A capacity for selective amnesia seems like an indispensable facility of the modern politician, but the mutability of the Conservative Party under this most mutable of leaders is truly a wonder to behold. Under his revised protocol, while Northern Ireland will be part of the UK customs territory, 34 pages worth of EU regulations will continue to apply to the province, touching on everything from agriculture to food standards.

Three times Theresa May brought her Brexit deal back to the Commons, and three times a coalition of the DUP and European Research Group Tory rebels threw it back. Digging through Hansard, their objections were pungently expressed, and completely forgotten yesterday.

The backstop was a “trap”, they said, an “instrument of pain”. One complained it would leave Britain “indefinitely shackled” to the EU, arguing that it represented “capitulation” to Brussels. The Tory rebels were, they said, “defending our democracy against servitude”. Dominic Raab complained the backstop and “regulation without representation” was undemocratic and “a threat” to our precious Union™. With his customary command of the detail, the foreign secretary denounced May’s deal as “wracked with self-doubt, defeatism and fear” to be rejected by any soul who wanted Britain to demonstrate “the temerity to regain mastery of our own destiny”.

Triassic Tory Brexiteer Bill Cash said the “Democratic Unionist Party will vote against the Withdrawal Agreement today – because it puts the Union at risk”. Outside the Commons, the language was similarly salty.
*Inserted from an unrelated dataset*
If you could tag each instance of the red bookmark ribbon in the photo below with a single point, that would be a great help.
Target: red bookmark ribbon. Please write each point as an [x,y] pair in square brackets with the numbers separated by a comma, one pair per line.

In November last year, Jacob Rees-Mogg rejected “the separation between Northern Ireland and Great Britain” the deal would entail, arguing that Theresa May hadn’t “so much struck a deal as surrendered to Brussels and given in to everything they want and tried to frustrate Brexit that it’s not so much a vassal state anymore as a slave state”.

And yesterday, on this most un-super of Super Saturdays, where were the ERG? Where were their stubborn concerns about our divided union, the isolation of Northern Ireland and the real possibility of its terminal alignment with the “EUSSR”? These forgetful souls were to be found skipping loyally through the government lobby, their cares and anxieties about Theresa May’s Brexit deal and “our friends in the DUP” quite forgotten. Given the Prime Minister’s enthusiasm for buses, it seems appropriate his fair-weather friends in the DUP find themselves nudged under one. When Johnson talked about “the United Kingdom on wheels”, Arlene Foster and Nigel Dodds never appreciated they’d be the ones the wheels would be rolling over.